The stadium, which is expected to cost £5m a year to run, will now remain in public ownership and the OPLC will try and find a range of tenants willing to pay rental on it use, who are expected to include West Ham.
The estimated £50m cost of converting the venue from its Games time capacity of 80,000 to 60,000, will now be drawn from OPLC funds.
And it is also expected retaining an athletics use will be a central demand of any future tender process, which begs the question why this caveat wasn’t part of the original negotiations.
The move has been hailed as “fantastic news” by UK Athletics chairman Ed Warner, whose sport is the big winner, despite committing no funding to the venue and refusing to base their headquarters there, preferring a move to Birmingham’s Alexander Stadium.
Sports minister Hugh Robertson claimed the decision, clearly designed to outflank Tottenham and Leyton Orient, who were angry about the prospect of West Ham moving so close to their current home, brought “certainty” to the process.

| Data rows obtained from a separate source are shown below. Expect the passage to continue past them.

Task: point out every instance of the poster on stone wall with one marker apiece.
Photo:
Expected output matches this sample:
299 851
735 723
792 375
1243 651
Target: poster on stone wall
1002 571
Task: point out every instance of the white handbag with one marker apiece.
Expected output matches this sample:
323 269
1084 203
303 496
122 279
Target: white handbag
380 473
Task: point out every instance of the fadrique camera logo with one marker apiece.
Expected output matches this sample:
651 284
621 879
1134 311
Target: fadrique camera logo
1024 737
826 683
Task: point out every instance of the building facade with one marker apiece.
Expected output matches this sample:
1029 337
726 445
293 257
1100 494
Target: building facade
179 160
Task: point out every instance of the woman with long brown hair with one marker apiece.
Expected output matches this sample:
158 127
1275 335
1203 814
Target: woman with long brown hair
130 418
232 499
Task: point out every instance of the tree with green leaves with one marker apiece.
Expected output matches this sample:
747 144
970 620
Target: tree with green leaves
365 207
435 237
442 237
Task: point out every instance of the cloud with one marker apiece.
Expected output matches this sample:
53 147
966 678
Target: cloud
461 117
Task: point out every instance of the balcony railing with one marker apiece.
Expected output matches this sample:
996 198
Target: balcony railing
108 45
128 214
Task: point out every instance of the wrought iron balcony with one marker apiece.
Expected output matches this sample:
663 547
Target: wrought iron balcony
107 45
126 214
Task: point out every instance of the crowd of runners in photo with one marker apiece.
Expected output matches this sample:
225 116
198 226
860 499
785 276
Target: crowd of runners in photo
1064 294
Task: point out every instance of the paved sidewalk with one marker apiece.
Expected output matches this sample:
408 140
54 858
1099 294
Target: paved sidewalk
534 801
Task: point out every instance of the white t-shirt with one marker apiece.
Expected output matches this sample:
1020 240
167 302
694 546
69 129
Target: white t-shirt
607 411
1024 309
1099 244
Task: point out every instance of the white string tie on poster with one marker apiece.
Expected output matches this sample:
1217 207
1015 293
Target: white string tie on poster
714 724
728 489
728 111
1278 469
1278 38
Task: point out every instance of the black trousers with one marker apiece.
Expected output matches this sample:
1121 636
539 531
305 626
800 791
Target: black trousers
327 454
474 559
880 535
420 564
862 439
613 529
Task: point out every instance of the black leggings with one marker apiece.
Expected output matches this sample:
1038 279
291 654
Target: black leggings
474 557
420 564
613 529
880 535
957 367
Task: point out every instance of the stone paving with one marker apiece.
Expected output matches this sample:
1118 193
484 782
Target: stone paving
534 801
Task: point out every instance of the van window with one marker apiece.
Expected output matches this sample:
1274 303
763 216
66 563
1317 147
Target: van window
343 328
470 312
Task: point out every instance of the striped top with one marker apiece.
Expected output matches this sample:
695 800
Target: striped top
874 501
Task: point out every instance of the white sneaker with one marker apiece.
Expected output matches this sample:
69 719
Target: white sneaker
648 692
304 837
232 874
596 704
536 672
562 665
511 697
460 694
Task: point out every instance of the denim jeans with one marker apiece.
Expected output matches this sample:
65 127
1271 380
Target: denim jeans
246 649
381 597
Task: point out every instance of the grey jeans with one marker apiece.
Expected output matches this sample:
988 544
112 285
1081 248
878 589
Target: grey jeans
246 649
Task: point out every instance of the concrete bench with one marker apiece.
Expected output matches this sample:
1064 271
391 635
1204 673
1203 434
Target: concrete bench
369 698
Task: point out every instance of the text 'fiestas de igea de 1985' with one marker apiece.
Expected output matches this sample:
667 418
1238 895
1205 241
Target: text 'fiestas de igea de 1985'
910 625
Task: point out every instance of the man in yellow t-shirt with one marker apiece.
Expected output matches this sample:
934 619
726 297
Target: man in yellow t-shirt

“I am confident that this decision is the best way to ensure we have certainty over the stadium’s future,” Robertson told the BBC.
“I believe it will also put us in the place where we always intended to be – delivering a lasting sustainable legacy for the stadium backed up by a robust but flexible business plan that provides a very good return to the taxpayer.”
However, West Ham, who since they won their stadium bid have been relegated to English football’s second tier of clubs, insist they still want to move.
In a joint statement with Kim Bromley-Derry, chief executive of the London Borough of Newham, Hammers vice chairman Karren Brady said: “We would welcome a move by OPLC and government to end that uncertainty and allow a football and athletics stadium to be in place by 2014 under a new process.
“If the speculation is true, West Ham will look to become a tenant of the stadium while Newham will aim to help deliver the legacy.
“The true legacy of London 2012 will be the creation of jobs and a generation of young people inspired by sport based around a community home for all by 2014. We remain committed to help deliver that legacy promise to the people of London and the nation.”